まず、ウイルス濃度から感染者数を推定するためには、以下の2-1から2-3のプロセスによる操作が必要となります.詳しくは操作マニュアルをご参照ください.また、データの種類に関しては第3条をご参照ください.

  1. 2-1) 感染報告数の時系列データ(実測報告数データ)を入力し、推定発症者数の時系列データを出力するスクリプト
    医療機関からの陽性者が報告される日付の「感染報告数」のデータから、発症から陽性報告までの待ち時間の分布に従って生成した逆進推定発症者数の時系列データを返す.
  2. 2-2) 2-1で返された発症者数の時系列データと環境水中のウイルス濃度の時系列データ(環境水中の実測ウイルス濃度データ)を入力し、両者の回帰モデルあるいは数理疫学モデルのパラメータを出力するスクリプト
    新規のウイルス濃度データから感染者数を推定するため、双方のデータが揃っている過去の期間(fitting期間)を入力データとして回帰式あるいは数理疫学モデルのパラメータを推定する.
  3. 2-3) 環境水中のウイルス濃度の時系列データ(予測したい期間のウイルス濃度データ)を入力し、2-2で推定されたパラメータを用いて予測される推定発症者数の時系列データ(モデル予測発症者数データ)を出力するスクリプト
  4. 2-4) COVIVIS解析ツール
    COVIVISでは行政機関や研究機関向けに上記の2-1)から2-3)までのプロセスをWeb上で実行可能な解析ツールを公開しております.ログインのためのアカウント発行は5-1)アカウント登録の審査基準をご参照ください.また、アカウント取得なしでもRでのコードを公開しております.

第3条.  必要となるデータ

COVIVISでの解析には以下の3つのデータをご用意ください.詳細な出入力データの種類は別項のCOVIVIS解説資料をご参照ください.

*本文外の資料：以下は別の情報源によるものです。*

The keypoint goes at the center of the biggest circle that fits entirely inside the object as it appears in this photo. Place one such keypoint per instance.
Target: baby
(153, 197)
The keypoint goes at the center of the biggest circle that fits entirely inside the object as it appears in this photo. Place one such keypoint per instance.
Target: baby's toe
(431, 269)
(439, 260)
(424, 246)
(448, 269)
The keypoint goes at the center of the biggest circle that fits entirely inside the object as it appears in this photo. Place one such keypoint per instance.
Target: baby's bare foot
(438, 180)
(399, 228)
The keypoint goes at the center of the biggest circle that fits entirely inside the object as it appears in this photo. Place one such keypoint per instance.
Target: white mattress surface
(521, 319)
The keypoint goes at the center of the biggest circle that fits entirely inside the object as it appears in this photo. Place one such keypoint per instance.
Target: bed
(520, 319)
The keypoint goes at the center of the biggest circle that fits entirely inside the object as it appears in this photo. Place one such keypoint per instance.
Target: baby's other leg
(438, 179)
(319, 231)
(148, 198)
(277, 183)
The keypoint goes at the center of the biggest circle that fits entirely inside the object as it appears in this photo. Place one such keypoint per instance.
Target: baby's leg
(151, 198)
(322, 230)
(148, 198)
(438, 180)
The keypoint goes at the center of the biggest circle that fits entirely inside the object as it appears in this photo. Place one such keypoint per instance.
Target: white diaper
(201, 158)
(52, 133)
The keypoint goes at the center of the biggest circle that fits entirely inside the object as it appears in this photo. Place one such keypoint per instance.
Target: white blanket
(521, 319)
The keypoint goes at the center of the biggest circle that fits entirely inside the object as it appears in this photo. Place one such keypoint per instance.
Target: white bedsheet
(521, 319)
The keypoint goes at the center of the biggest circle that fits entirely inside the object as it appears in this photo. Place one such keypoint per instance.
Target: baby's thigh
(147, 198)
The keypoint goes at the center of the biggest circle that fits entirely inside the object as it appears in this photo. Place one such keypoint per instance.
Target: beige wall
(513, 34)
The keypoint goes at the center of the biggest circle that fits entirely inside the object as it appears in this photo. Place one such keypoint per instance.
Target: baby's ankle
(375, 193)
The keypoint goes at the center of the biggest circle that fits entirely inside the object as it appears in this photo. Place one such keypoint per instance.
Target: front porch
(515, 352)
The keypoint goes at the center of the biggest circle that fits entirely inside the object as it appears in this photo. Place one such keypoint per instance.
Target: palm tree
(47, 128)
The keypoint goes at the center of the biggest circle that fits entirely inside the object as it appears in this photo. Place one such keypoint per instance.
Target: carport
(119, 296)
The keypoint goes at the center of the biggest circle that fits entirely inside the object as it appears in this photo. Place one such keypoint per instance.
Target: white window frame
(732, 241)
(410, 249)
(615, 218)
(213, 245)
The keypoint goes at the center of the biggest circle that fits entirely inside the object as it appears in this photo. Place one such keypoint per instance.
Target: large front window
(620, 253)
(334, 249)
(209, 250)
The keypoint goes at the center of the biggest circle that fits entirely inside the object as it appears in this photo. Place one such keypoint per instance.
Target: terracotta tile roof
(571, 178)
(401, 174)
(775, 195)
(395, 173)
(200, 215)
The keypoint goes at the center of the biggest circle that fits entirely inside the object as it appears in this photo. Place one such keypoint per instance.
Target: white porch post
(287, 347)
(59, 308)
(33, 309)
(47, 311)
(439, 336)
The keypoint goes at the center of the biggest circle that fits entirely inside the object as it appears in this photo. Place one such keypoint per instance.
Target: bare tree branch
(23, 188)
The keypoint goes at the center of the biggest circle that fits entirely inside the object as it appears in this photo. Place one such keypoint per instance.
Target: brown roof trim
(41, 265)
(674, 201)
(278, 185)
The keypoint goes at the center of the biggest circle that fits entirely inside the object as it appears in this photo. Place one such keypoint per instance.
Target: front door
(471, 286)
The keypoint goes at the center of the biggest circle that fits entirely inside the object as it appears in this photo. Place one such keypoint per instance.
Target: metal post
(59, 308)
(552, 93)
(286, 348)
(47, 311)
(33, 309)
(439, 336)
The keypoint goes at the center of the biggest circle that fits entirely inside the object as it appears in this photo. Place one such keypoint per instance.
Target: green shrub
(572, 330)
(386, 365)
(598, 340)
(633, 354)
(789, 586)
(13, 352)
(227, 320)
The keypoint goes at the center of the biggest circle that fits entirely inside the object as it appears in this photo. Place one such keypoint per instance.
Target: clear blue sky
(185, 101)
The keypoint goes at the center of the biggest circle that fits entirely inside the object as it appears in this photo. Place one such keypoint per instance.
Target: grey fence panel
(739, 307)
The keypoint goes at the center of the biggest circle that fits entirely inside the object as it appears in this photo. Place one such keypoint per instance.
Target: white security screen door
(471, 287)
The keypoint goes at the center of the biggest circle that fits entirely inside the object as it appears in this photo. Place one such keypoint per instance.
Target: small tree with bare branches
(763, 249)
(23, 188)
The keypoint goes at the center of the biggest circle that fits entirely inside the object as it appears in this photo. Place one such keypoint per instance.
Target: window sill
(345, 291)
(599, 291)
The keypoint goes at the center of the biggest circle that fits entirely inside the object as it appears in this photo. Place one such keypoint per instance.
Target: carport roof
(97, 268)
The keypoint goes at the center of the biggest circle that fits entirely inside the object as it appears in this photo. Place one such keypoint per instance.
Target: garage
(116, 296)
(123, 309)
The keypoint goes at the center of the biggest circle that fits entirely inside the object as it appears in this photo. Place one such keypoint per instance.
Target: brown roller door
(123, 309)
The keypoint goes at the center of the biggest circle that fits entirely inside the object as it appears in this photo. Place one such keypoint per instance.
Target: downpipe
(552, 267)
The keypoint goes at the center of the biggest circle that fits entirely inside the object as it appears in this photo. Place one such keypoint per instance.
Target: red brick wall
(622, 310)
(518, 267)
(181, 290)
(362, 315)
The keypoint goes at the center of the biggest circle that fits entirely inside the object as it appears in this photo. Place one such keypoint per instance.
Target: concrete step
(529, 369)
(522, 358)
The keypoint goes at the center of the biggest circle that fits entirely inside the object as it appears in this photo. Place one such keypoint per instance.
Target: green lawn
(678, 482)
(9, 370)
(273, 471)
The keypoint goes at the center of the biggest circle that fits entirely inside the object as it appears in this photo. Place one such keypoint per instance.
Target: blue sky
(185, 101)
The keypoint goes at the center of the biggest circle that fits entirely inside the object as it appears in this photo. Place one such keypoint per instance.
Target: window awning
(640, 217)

  1. 3-1) パラメータ推定のための下水処理場のウイルス濃度の時系列データ(fitting期間実測ウイルス濃度データ)
  2. 3-2) パラメータ推定のための下水処理場の集水域における陽性報告数(公表日ベース)もしくは発症者数(発症日ベース)の時系列データ(fitting期間実測報告数データ)
    3-1と同時期のもの.
  3. 3-3) モデル予測用のための下水処理場のウイルス濃度の時系列データ(予測期間実測ウイルス濃度データ)
    感染者数を予測したい期間のウイルス濃度データ.

第4条.  解析手法の公開・管理運用・知的財産権について

4-1) COVIVISの公開・管理運用

COVIVISは上記の解析手法をオープンソースとして公開しております.公開内容としては、学術的な理論的背景の詳細、R(統計ソフト)コード、および本Webページ上で使用できる解析ツールとなります.解析ツールは一部の利用者のみに公開しております(詳細は第5条を参照).また、COVIVISの解析結果はNIJIs参画メンバーを中心に各自治体のホームページ等で公開されておりますが(リンク集参照)、さらに本サイトでも解析ツールの利用者による一部結果を共有しております.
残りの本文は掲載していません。